Economists call it “voting with your feet”: choosing where you live depending upon the package of public services—and costs—in a particular part of a metropolis. In the San Antonio area, “voting with your feet” takes the specific form of choosing your home based on one or another school district, even down to a specific high school or middle school. As people in San Antonio make those choices over and over, year after year, some clear patterns emerge, patterns that in turn shape and define how our community works.
Over the last 25 years, San Antonians have consistently chosen to move out, leaving inner city school districts such as San Antonio ISD and Edgewood ISD for newer neighborhoods in different districts. In part, that choice reflects the appeal of brand-new housing in recently developed outlying subdivisions, but it also reflects a choice about schools and school districts. This choice is most evident in the annual figures on district student enrollment.
In 1988, the San Antonio Independent School District served 61,501 students. By 2012, enrollment was 54,268—a drop of 11.8 percent. Compare that to the North East Independent School District, where student enrollment grew by 74 percent over the same time span. Or the Northside Independent School District, where the student population more than doubled from 1988 to 2012—an increase of 107 percent.
Even th massive growth of North East and Northside is eclipsed by districts that are farther out, albeit still small. From 2,588 students in 1988, the Boerne Independent School District hit an enrollment of 7,094 in 2012—an increase of nearly 160 percent. The Comal Independent School District grew by 222 percent from 1988 to 2012.
“Voting with your feet” can yield a substantial difference in school district performance. Take one measure, the longitudinal, or four year, high school graduation rate. For the class of 2010, the San Antonio district managed a graduation rate of aproximately 68 percent. For Northside, the comparable rate was about 89 percent, and North East was 87 percent. While not accounting for differences in student background or circumstances, it appears that Northside and North East are far more successful at keeping kids in schools, and seeing that they graduate. For the Boerne and Comal districts, the differences from SAISD are even more striking, with nearly a 91 percent rate in Comal and more than 98 percent in Boerne.

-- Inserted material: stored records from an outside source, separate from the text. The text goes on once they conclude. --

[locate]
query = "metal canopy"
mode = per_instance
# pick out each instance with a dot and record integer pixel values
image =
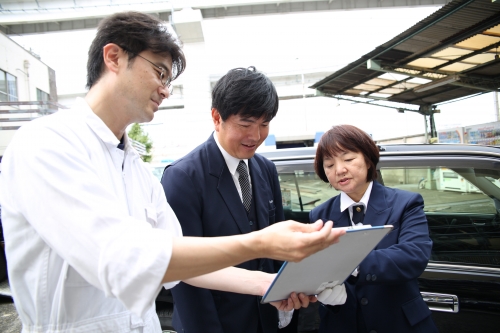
(451, 54)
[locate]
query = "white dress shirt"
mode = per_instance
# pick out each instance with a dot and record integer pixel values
(285, 317)
(87, 226)
(232, 165)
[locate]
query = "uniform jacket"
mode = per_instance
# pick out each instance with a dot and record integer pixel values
(385, 298)
(202, 193)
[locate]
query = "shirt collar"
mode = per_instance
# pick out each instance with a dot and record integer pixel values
(346, 201)
(98, 126)
(231, 162)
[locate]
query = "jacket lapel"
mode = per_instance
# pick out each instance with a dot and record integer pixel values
(378, 211)
(217, 167)
(340, 219)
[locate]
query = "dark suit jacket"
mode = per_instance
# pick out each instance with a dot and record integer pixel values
(385, 298)
(202, 193)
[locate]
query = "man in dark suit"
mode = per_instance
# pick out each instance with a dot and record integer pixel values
(223, 188)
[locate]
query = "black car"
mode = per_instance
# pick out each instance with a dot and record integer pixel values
(460, 185)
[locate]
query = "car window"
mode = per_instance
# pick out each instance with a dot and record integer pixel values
(461, 202)
(303, 190)
(443, 189)
(462, 208)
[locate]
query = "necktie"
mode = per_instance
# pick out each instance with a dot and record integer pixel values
(246, 191)
(358, 214)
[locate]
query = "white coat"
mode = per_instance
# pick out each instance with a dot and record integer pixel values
(88, 230)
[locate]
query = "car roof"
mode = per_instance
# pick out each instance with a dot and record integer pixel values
(393, 149)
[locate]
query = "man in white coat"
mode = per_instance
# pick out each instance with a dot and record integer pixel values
(90, 238)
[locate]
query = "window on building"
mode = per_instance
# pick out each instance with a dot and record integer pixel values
(41, 95)
(8, 87)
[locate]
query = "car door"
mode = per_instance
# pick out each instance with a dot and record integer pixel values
(461, 284)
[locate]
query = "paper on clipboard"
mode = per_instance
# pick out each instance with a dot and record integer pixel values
(327, 267)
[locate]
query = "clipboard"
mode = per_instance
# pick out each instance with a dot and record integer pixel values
(327, 267)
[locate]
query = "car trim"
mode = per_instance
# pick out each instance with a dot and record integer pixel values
(441, 302)
(473, 270)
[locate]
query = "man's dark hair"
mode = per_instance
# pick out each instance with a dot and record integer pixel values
(134, 32)
(342, 138)
(246, 92)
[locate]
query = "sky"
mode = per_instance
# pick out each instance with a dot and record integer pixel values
(282, 43)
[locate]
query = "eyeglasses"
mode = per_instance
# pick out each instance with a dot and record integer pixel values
(164, 78)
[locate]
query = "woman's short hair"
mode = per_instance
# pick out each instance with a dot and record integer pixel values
(342, 138)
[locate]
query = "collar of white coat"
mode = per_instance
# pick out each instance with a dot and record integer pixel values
(231, 161)
(99, 127)
(346, 201)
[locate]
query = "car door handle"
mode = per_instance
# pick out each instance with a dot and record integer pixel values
(441, 302)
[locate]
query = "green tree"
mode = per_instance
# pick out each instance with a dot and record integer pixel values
(136, 133)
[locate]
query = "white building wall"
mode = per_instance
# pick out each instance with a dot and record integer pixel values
(31, 73)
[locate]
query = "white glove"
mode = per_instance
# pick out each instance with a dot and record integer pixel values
(333, 296)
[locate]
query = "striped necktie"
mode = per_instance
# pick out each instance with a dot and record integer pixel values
(246, 191)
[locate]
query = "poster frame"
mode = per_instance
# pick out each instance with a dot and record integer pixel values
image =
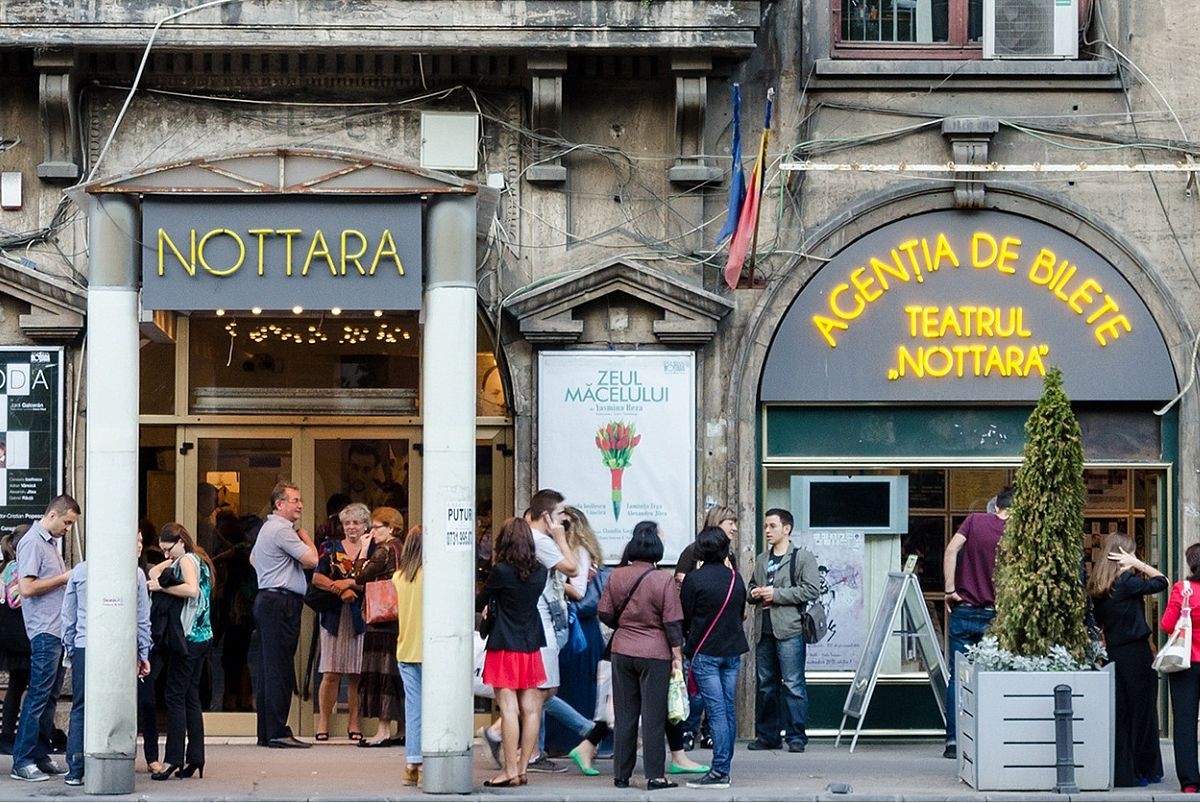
(546, 360)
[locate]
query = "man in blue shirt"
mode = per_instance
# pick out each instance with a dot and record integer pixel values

Rather than diminishing, the differences in graduation rate have been increasing over the last decade. For example, for the class of 1999, SAISD posted a 70.3 percent graduation rate. The rate for Northside was a bit higher, at 77.9 percent, but the difference was not nearly as dramatic as it is now. To some observers, the vast performance gap between SAISD and others doesn’t represent a problem for them. Those families who value better performing schools (and can afford a new house) can simply move. But our community pays a high price for having different school districts with such widely varying performance and appeal. First, as we compete with other cities and metro areas around the country, much of that competition involves the local stock of human capital: the education, skills and abilities of the local labor force. Our high dropout rate doesn’t just mean that we lose the potential of a host of young people; it also means San Antonio appears far less competitive to potential employers. That’s why a look at the Economic Development Foundation’s latest “economic impact” report for 2012 shows the top new businesses attracted to or expanding in San Antonio are Maruchan, with 600 low-wage jobs at a ramen noodle plant, or VMC/Volt with 600 jobs at a tech support call center, or Southwest Airlines, with 322 jobs at another call center. Indeed, the EDF’s list of new area jobs is dominated by the category “Information Technology Support Services.” Translation: more call centers.
The “voting with your feet” phenomenon also has implications for the viability of downtown San Antonio and the entire inner city. If those who can do abandon the inner core neighborhoods in search of a “better” school or district, the result is a weakening of the entire downtown economy, and the viability of San Antonio’s older neighborhoods. It means that many neighborhoods are only likely to keep those who can’t move, or young singles or older empty nesters who need not worry about the quality of their school district. When young couples with children move further out, even out of Bexar County, they take with them their activity spending and interest, as well as the prospect of a vibrant cultural and performing arts district downtown.
Between the goal of a “decade of downtown” and the hope for real local economic development and job growth, you might think our civic and government leaders would be mounting a major push to improve local public education, ensuring a higher graduation rate across the community. Somehow we appear to be more consumed with the possible routes of a downtown streetcar system than the need for a skilled, educated workforce and a viable inner city.